Dr. Cho’s research interests include materiality, infrastructure, technology, ethnic politics, migration, gender, and anthropology of religion, as well as social theory and ethnography. Her areas of focus are China, Tibet, and sub-Saharan regions of Africa where China’s transnational presence is growing. Her work is dedicated to understanding, from an anthropological perspective, the role of materiality (including technology and infrastructure) in religious movements, with a special focus on gender politics and the formation of political subjectivity in ethnic minority groups. Her first book, Politics of Tranquility: The Material and Mundane Lives of Buddhist Nuns in Post-Mao Tibet, forthcoming from Cornell University Press, explores the intersections of material practices, gender, and religious revivalism through the lives of Tibetan Buddhist nuns in post-Mao China and reveals the unexpected political outcomes of the nuns’ lives and practices within a restrictive political context.

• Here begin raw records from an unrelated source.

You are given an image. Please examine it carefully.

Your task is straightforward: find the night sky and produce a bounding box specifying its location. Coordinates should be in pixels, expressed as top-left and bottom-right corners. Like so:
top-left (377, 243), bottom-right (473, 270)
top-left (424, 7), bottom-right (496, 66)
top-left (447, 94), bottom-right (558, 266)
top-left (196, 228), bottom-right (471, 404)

Since 2021, Dr. Cho has been focusing on a Chinese-supported Buddhist NGO and its school-building activities in sub-Saharan African countries and recently completed two and a half years of field research in Namibia (including a few months in Madagascar). Her forthcoming article, “Mooring Buddhism: Infrastructure and Chinese School Building in Central Namibia,” in The Copenhagen Journal of Asian Studies reflects her most recent ethnographic work in Namibia and explores how Buddhism has become a form of infrastructure that supports China’s growing presence on the African continent. Her other publications have appeared in the Journal of Religious Ethics, Modern Asian Studies, and the edited volume Frontier Tibet: Patterns of Change in the Sino-Tibetan Borderlands.